In the 1940s, Dudley brought two former newspaper editors on to his firm as partners, changing the company's name to Dudley-Anderson-Yutzy.

Dudley was heavily involved with the Public Relations Society of America, founding one of its predecessor groups and serving as the first chairman of the Foundations for Public Relations Research and Education, forerunner to the Institute for Public Relations.

==Personal life==
In 1910, Dudley married Hermine Jahns. The following year his wife gave birth to their first child, Jane Dudley. At the time, Dudley wrote that the birth of Jane "incidentally solved our problem as
to whether or not we should send our boy to Columbia ... neither of us believes in college for girls." With his wife he had a second daughter, Margaret.

In 1915 Dudley returned to Mexico, Missouri, where he was feted as one of two guests of honor, along with Jouett Shouse, at the Mexico High School alumni banquet. For a five-year period after they founded Reader's Digest, DeWitt Wallace and Lila Bell Wallace rented and lived in a cottage on Dudley's Pleasantville, New York property, having responded to a newspaper ad Dudley had taken out.

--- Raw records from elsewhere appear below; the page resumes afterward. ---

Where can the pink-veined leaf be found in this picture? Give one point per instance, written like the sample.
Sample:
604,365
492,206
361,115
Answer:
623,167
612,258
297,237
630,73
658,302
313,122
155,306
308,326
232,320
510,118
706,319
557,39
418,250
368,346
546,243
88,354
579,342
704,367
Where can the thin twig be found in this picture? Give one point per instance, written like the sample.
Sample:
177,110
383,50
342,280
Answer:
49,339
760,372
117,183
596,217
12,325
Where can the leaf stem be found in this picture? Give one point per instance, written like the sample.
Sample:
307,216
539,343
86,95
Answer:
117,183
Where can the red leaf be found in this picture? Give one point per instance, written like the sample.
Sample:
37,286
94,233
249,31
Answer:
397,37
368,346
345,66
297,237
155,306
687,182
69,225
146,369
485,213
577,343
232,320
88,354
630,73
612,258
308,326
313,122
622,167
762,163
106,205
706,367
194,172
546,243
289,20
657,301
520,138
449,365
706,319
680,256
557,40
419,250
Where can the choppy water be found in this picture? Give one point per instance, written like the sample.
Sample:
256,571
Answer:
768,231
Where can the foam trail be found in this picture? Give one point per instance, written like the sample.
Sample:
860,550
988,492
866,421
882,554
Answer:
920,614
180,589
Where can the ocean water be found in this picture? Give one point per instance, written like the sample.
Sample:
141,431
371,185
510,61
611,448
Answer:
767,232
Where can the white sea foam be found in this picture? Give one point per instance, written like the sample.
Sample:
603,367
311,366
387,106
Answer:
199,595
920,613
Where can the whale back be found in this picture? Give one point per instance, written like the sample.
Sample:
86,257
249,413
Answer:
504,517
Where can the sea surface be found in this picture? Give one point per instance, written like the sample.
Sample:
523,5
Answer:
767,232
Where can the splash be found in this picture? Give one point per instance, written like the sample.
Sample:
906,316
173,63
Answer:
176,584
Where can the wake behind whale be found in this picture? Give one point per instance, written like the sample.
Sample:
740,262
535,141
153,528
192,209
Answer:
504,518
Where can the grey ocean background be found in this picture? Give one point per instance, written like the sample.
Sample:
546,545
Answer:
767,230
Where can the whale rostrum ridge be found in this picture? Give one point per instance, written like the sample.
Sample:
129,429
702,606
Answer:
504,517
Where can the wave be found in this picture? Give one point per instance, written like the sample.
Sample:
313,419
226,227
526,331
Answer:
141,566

In retirement, Dudley lived at his home in Pleasantville and maintained ownership of his firm. In 1965, a year before his death, he moved to the University Club of New York. His memorial service was held at Columbia University's St. Paul's Chapel; Alfred A. Knopf Sr. delivered the eulogy.

He had three siblings.

==Legacy==
At the time of his 1966 death, Dudley was known as the "dean of public relations". In a 1970 survey of public relations practitioners undertaken by the University of Michigan, he was voted third in a poll of the "most outstanding public relations figures" of the 20th century (Ivy Lee was voted first).

In 1957 Dudley endowed the Pendleton Dudley Scholarship at Macalester College in response to a scholarship fundraising drive undertaken by Dewitt Wallace. It is annually awarded to "an unusually talented young man who aspires to be a teacher."